Among the areas being probed by regulators: how Kodak controlled disclosure of the loan, word of which began to emerge on July 27, causing Kodak’s stock price to rise 25% that day…. The SEC is also expected to examine the stock options granted to executives on July 27, the people said. The option grants instantly became profitable, at least on paper, after Kodak’s loan became public….
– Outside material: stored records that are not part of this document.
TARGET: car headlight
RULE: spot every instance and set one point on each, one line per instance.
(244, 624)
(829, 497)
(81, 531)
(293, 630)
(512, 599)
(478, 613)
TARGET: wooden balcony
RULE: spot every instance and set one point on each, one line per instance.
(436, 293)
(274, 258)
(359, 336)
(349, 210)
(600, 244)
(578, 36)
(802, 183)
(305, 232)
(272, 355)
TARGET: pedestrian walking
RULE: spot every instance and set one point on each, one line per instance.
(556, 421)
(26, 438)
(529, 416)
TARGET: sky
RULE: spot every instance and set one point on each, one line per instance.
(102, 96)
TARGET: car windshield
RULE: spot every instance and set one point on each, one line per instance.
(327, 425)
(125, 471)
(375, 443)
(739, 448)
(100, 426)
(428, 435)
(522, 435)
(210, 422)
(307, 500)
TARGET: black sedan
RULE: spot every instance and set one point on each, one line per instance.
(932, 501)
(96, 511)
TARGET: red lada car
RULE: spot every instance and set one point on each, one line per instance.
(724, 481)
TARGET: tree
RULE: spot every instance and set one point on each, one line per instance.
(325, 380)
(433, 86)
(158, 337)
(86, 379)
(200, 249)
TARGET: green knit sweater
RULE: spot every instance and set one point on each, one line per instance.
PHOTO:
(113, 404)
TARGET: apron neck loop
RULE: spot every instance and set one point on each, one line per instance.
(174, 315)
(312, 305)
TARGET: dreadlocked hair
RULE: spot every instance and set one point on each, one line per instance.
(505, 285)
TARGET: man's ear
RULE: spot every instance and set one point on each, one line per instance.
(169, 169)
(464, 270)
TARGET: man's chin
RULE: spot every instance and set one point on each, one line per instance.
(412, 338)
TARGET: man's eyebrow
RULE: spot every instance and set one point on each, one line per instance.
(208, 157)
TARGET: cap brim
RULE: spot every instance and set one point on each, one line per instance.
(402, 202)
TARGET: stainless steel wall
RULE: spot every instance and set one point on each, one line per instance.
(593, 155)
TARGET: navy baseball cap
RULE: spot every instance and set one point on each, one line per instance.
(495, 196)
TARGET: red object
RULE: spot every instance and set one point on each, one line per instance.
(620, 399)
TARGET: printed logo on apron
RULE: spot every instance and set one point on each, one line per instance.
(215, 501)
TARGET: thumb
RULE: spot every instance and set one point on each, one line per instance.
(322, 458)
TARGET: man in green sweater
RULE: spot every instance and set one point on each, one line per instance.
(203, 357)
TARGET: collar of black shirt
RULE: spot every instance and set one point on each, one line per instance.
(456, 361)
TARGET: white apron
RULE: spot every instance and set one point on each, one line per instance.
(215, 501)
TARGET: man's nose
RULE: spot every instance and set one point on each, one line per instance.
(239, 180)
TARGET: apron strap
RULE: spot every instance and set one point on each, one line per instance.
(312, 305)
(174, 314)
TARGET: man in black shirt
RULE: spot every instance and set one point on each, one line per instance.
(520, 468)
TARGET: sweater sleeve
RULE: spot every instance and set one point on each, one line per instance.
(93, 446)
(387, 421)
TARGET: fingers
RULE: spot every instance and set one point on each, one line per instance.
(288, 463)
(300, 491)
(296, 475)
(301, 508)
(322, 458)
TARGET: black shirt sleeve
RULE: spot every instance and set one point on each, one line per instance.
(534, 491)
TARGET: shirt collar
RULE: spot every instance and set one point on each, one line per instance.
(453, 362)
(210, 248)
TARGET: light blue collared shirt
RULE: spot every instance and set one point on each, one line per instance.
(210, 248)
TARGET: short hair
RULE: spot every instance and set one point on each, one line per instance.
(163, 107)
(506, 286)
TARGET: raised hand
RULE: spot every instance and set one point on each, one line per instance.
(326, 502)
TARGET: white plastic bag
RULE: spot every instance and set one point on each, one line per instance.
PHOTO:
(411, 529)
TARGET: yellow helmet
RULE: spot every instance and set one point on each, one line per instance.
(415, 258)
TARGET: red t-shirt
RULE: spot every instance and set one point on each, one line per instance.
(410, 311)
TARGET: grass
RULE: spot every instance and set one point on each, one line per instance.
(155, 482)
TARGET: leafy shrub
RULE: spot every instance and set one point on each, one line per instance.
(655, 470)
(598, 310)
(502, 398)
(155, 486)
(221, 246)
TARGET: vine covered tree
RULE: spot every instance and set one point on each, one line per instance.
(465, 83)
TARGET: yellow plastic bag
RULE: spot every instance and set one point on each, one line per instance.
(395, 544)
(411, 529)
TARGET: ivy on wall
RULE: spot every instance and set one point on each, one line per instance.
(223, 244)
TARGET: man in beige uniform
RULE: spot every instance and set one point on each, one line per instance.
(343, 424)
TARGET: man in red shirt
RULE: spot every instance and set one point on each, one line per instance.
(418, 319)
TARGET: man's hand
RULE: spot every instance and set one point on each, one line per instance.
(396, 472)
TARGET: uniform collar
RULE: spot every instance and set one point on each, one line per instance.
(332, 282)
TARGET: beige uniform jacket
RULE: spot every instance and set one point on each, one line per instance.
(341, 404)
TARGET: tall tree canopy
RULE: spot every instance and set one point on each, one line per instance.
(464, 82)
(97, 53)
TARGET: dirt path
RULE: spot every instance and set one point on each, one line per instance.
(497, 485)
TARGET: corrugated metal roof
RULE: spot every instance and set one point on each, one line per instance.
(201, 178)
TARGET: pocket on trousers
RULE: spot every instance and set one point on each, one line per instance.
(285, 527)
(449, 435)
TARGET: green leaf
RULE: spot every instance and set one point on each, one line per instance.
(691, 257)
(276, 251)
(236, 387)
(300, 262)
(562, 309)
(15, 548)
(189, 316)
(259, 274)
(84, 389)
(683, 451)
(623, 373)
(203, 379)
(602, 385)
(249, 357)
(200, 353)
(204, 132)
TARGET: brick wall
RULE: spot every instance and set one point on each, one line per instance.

At recent prices, options on 1.75 million shares granted to Kodak Executive Chairman Jim Continenza the day before the announcement are worth about $16 million. A little more than a quarter of those options vested, or became fully exercisable, the day of the grant…. Kodak has said Mr. Continenza’s potential gains haven’t been realized and that the executive chairman, Kodak’s biggest individual shareholder, hasn’t ever sold shares of company stock and has no intention of doing so…. The company has said the July 27 option grant was intended to protect Mr. Continenza against dilution, which would lower the value of his and other outstanding equity holdings in the event that investors converted debt into stock. The company has said it gave him the options that day because it was the first meeting of the board’s compensation committee after the company received shareholder approval to use more shares for executive compensation.